Sunday, August 03, 2008


In honor of the muskrat that D. discovered recently on Cliff Drive, I should like to say that not only did he miss out on a great feast (apparently), he also could have cashed in on the fact that the GORSUCH (such gore?) company weaves their "angelina coat" out of such fur.

Holy expenditures, PETA-man, whose research justified sending a ski-apparel catalog with $1,000 coyote boots and $1,000 sport-specific pants to someone like me, who doesn't happen to have a cottage at Aspen?

You have to see page 3, however: ah, yes, the st. moritz poncho, crafted of Italian mink, available for a mere $10,430.

I recognize that location from Lily Bart's world, of course.
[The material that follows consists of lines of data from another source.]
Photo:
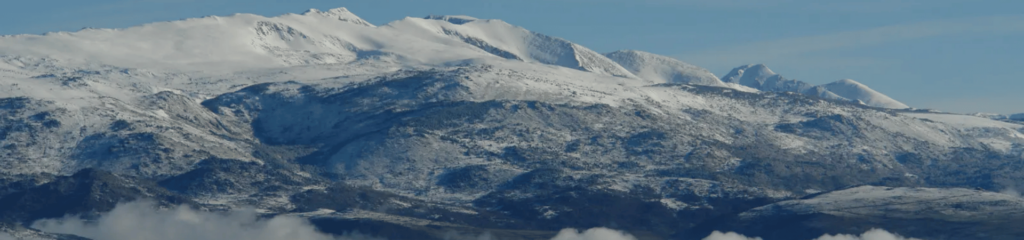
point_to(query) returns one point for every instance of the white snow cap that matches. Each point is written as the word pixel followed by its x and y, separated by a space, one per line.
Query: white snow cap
pixel 762 78
pixel 663 69
pixel 341 13
pixel 458 20
pixel 1017 117
pixel 750 75
pixel 854 90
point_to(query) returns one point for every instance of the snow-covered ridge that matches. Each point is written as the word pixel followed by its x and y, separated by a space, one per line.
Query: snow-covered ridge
pixel 244 42
pixel 762 78
pixel 663 69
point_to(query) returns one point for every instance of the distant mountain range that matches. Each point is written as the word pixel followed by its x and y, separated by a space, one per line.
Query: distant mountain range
pixel 422 127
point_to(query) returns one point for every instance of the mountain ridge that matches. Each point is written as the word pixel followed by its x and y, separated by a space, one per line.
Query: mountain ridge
pixel 423 126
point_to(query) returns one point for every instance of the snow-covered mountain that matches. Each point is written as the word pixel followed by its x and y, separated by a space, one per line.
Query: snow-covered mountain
pixel 762 78
pixel 663 69
pixel 422 126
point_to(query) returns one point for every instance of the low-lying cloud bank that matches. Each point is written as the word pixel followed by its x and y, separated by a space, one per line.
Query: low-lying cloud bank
pixel 144 221
pixel 875 234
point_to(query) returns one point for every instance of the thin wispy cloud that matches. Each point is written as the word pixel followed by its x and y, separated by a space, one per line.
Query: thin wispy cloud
pixel 796 47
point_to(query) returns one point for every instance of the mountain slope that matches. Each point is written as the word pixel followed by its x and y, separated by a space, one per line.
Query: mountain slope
pixel 663 69
pixel 855 90
pixel 513 42
pixel 762 78
pixel 446 123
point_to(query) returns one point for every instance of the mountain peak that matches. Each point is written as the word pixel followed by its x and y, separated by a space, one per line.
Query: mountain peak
pixel 854 90
pixel 750 75
pixel 341 13
pixel 663 69
pixel 849 82
pixel 457 20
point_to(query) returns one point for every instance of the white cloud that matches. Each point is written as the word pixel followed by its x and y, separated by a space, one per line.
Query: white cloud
pixel 593 234
pixel 144 221
pixel 728 236
pixel 875 234
pixel 798 47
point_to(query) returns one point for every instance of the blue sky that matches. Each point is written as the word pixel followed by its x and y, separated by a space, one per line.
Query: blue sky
pixel 947 54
Maybe the catalog people think that the "Blessings Coming and Blessings Going" mail from the mystery church — which advised that I put the two enclosed pennies in my shoes, walk a few steps and then put one inside and one outside the door — really is set to work, eh?

To A., who has experience writing catalog fodder:  it is of note that this one contains nary a narrative, just the basics of fabric and sizing.  They have even Frontgate beaten on the way rich people must know what they want and require no flowery language to induce spending.


hearmysong said...

wow. that's pricey, even by FG's standards.

I find it absolutely priceless that FG can't hire any freelancers now because they are over budget. Guess the downturn is kicking everyone in the groin.

DKC said...

I have created a new summer elixir that soothes mind and tummy and it's called muskrapture. Nevermind where the ingredients came from.